Infrastrukturelle Imaginationen von 6G: „Digitale Souveränität“ in der Entwicklung von Mobilfunknetzen der fünften und sechsten Generation
Abstract
Im Rahmen der “Digitalen Dekade” der Europäischen Union sollen
Mobilfunknetze der 5. Generation (“5G”) ausgebaut, und bereits die
Grundlagen für die 2030 erwartete 6. Generation (“6G”) geschaffen
werden.
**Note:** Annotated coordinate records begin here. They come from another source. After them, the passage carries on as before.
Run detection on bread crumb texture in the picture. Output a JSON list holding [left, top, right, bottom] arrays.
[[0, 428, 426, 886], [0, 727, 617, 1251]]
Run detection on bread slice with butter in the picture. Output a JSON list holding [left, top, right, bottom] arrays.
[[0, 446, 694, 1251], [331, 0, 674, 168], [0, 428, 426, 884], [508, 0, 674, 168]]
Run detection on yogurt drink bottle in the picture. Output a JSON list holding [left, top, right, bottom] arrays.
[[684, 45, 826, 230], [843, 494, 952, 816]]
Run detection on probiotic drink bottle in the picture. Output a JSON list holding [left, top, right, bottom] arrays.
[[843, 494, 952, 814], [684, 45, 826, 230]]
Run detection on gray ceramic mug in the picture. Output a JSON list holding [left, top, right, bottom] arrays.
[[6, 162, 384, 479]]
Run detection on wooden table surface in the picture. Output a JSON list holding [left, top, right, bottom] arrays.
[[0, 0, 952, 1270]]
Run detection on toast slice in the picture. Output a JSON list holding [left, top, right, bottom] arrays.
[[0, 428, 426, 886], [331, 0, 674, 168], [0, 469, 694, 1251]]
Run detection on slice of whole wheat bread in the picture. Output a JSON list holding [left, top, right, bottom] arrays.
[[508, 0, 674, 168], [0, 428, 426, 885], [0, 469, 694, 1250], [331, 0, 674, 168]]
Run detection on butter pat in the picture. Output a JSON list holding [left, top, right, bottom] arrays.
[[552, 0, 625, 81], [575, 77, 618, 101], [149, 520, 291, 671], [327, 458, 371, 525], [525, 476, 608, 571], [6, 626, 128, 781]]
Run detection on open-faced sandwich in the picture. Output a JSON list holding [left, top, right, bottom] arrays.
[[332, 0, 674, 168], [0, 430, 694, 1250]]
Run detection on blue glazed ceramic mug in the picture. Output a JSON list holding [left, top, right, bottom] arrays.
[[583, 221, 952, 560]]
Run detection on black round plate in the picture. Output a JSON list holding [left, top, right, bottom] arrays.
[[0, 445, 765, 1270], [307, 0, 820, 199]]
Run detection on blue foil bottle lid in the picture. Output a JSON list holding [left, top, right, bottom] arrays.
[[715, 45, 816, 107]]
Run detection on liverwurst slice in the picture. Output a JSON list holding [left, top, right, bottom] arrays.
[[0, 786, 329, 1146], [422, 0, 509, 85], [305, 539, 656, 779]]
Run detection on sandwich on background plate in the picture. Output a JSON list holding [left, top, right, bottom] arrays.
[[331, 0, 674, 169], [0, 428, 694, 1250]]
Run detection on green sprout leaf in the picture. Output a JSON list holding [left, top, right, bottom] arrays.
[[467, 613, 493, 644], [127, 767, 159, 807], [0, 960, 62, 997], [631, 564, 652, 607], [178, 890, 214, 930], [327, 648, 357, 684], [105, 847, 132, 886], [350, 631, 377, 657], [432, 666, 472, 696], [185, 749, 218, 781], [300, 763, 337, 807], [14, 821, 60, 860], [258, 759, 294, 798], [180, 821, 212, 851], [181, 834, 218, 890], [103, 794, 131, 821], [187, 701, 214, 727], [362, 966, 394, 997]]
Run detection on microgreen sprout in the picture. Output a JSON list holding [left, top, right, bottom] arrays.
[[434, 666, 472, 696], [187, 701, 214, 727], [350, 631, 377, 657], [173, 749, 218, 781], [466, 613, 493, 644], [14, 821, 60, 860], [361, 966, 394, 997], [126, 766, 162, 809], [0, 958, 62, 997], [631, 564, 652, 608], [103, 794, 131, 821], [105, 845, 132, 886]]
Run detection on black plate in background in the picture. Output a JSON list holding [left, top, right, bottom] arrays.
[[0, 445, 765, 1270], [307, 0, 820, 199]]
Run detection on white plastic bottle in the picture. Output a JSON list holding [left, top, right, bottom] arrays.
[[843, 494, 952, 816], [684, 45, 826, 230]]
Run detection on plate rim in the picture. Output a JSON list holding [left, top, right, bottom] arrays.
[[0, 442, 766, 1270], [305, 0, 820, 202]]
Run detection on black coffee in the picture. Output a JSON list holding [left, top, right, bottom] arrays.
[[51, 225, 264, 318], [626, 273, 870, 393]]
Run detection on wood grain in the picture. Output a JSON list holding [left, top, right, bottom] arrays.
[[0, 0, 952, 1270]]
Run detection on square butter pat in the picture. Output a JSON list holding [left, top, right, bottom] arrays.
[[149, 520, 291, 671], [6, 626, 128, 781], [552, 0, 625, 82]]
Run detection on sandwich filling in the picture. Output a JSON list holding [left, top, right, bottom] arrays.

Mithilfe von 900 Millionen EUR Förderung durch die EU soll “6G”,
neben höherer Bandbreite, geringerer Latenz und eingebetteter KI, auch
einen zentralen Beitrag zur “Digitalen Souveränität” Europas leisten.
Mein Beitrag widmet sich den “Infrastrukturellen Imaginationen” dieser
Next-Gen Mobilfunknetze, den “unterschiedliche Denkweisen darüber, was
Infrastrukturen sind, wo sie sich befinden, wer sie kontrolliert und was
sie tun” (Parks 2016). Ich betrachte ihre Vorstellungswelten um zu
verstehen, welche Figuren von Gemeinschaft aufgerufen werden oder in
Bewegung geraten, wenn europäische Souveränität zu einer Frage digitaler
Infrastruktur wird.
Im Schlagwort der “Digitalen Souveränität” drücken sich Ängste sowohl um
die geopolitische Lage der EU, als auch um die generelle Schwächung
(national)staatlicher Autorität aus (vgl. Pohle u. Thiel 2020).
Gleichzeitig betont es die zentrale Rolle von digitalen Infrastrukturen
in den aktuellen Machtarrangements und geopolitischen Konstellationen
(Musiani 2021, Bratton 2016). Mobilfunknetze sind ein wichtigerer Teil
dieser Infrastrukturen als oft angenommen: Seit der Einführung der
4G/LTE Standards basiert mobile Kommunikation, ob Stimme oder Daten,
fast vollständig auf Protokollen des Internets. In einem Prozess, den
Niels ten Oever als “telecomification” (2022) beschreibt, sind die
Netzwerke aus Masten und Antennen zunehmend mit den Unterseekabeln und
Rechenzentren des World Wide Web verschränkt. Die Ängste, die mit diesen
Verschränkungen einhergehen, lassen sich u. A. an den Bestrebungen,
chinesische Bauteile aus 5G-Netzwerken auszuschließen, ablesen. Der
Ausbau des 5G-Netzes, als auch die Entwicklung von 6G-Technologien bis
2030 werden von Deutschland und der EU daher als kritische Bereiche für
die infrastrukturelle Produktion von “digitaler Souveränität” verhandelt.
Entgegen einem Verständnis von Souveränität als tatsächlich zu
bestimmenden Verhältnis, möchte ich mich “digitaler Souveränität”
zunächst als diskursiver Figur widmen (vgl. Bonilla 2017), welche Regime
der Differenz entlang verschiedener Vorstellungen der Gemeinschaft und
ihres Verhältnisses zueinander produziert - so z.B. des éthnos, d.h. des
“Volkes” im Sinne einer imaginären Gemeinschaft der Abstammung und
Zugehörigkeit, und des demos, d.h. des “Volkes” im Sinne einer politisch
definierten Gemeinschaft des öffentlichen Gesprächs und des Ausgleichs
von Konflikten und Interessen (Balibar 2004). Auf Grundlage von
kulturanthropologischer Forschung und erster empirischer Daten zu 5G und
6G-Projekten (Expert:innen-Interviews, ethnographische Feldforschung,
Dokumentanalysen) stelle ich dazu die infrastrukturellen Imaginationen
um 5G und 6G dar, und untersuche die Figurationen von Gemeinschaft,
welche den Ausbau digitaler Infrastrukturen gegenwärtig prägen.